Life can become overwhelming at times. Database frustrations at work. Car needing fixed unexpectedly. A dodgy washer in an overflow pipe. Family illnesses and daily hospital visits. Worries and concerns about children and grand children. Losing something that seems important but probably isn’t.
All too easily we allow life to get way out of proportion.

Judas betrays Jesus
Are you reading the Gospel accounts as Easter approaches? I’ve been reading Mark’s account along with many other people following SU WordLive; last Friday it was Jesus’ betrayal and arrest in Mark 14:43-52.
This is not what the disciples were expecting. This is not what contemporary understandings of the Messiah expected. But Jesus, throughout all he was and was still to suffer, knew that events were going exactly as God intended.
“Am I leading a rebellion,” said Jesus, “that you have come out with swords and clubs to capture me? Every day I was with you, teaching in the temple courts, and you did not arrest me. But the Scriptures must be fulfilled. Then everyone deserted him and fled. ” Mark 14:48-50
So the disciples fled. Soon Peter would deny Jesus. In the SU WordLive commentary, Graham Cray writes some encouraging words in the Deeper Bible study section:
They were not a hopeless crowd. Jesus chose them, as he has chosen us. Judas’ duplicity and the arrest at night ‘with swords and clubs’ (v 43) was far more cowardly. Despite their promises and the brief flash of a sword, there was little the disciples could have done. They could not change the physical circumstances, while spiritually the work of the cross was something Jesus must achieve alone. God’s purpose prefigured in Scripture was being fulfilled. God’s plan is not dependent on our successes.
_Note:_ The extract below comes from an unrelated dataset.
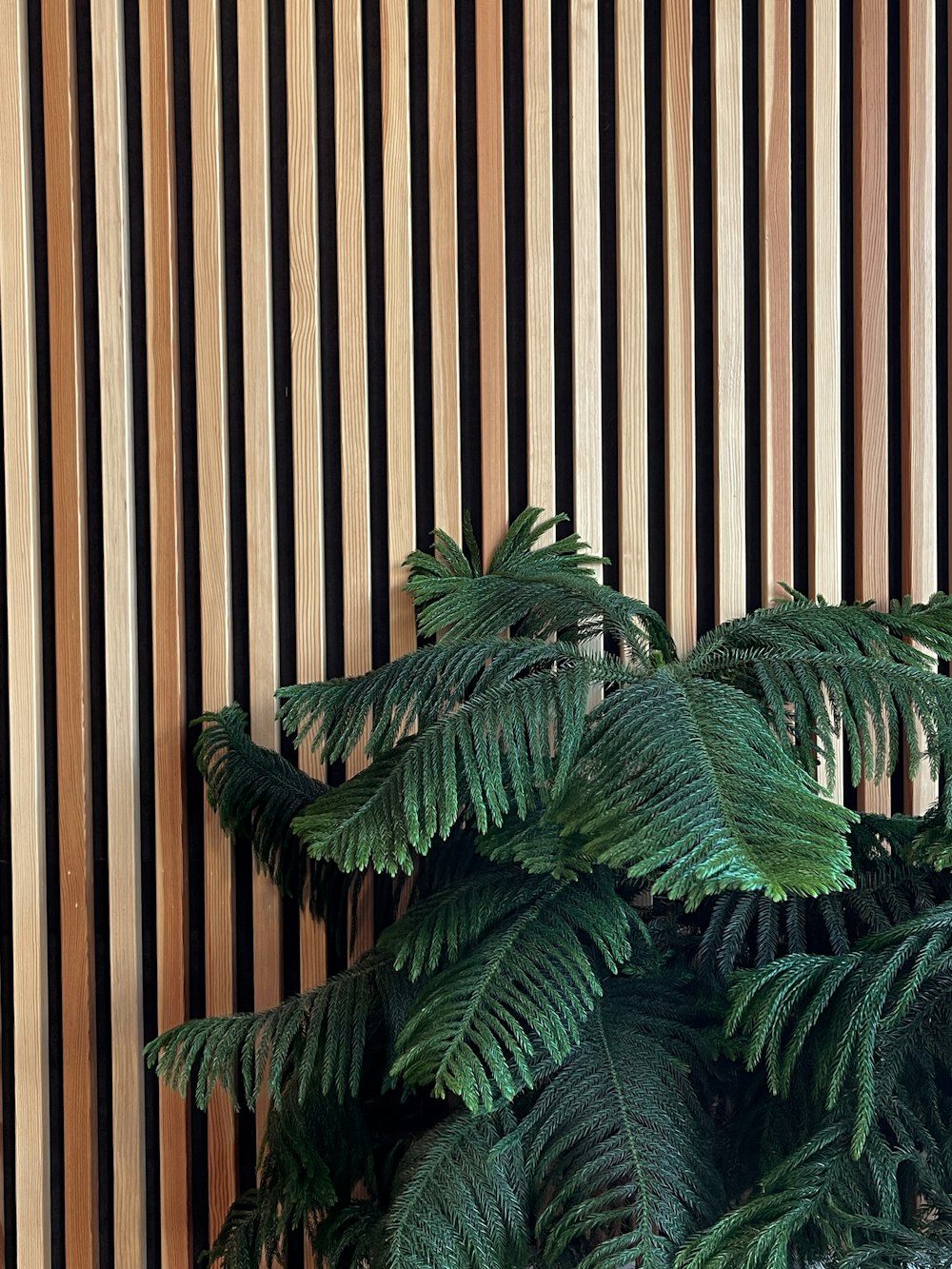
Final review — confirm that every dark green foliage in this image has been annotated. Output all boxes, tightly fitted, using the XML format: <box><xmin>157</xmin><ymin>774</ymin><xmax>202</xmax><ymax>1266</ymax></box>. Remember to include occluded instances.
<box><xmin>154</xmin><ymin>510</ymin><xmax>952</xmax><ymax>1269</ymax></box>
The New Testament is clear that it was their encounter with the risen Jesus and empowerment by the Holy Spirit which later made these disciples such effective witnesses. Fruitful and faithful discipleship is not a matter of inherent strength of character but of dependence on God and encounter with the Holy Spirit. Jesus can turn cowards into martyrs, but more often he takes ordinary, reasonably competent human beings and teaches them that to be of service they need to trust his power, not their competence.
This ordinary, somewhat competent, human being takes comfort from Graham Cray’s words, but much more from the fact that everything was not going wrong – Jesus was fulfilling his Father’s plan of salvation.
I’m looking forward to Easter weekend and to going on the Passion Walk in Belfast on Good Friday morning.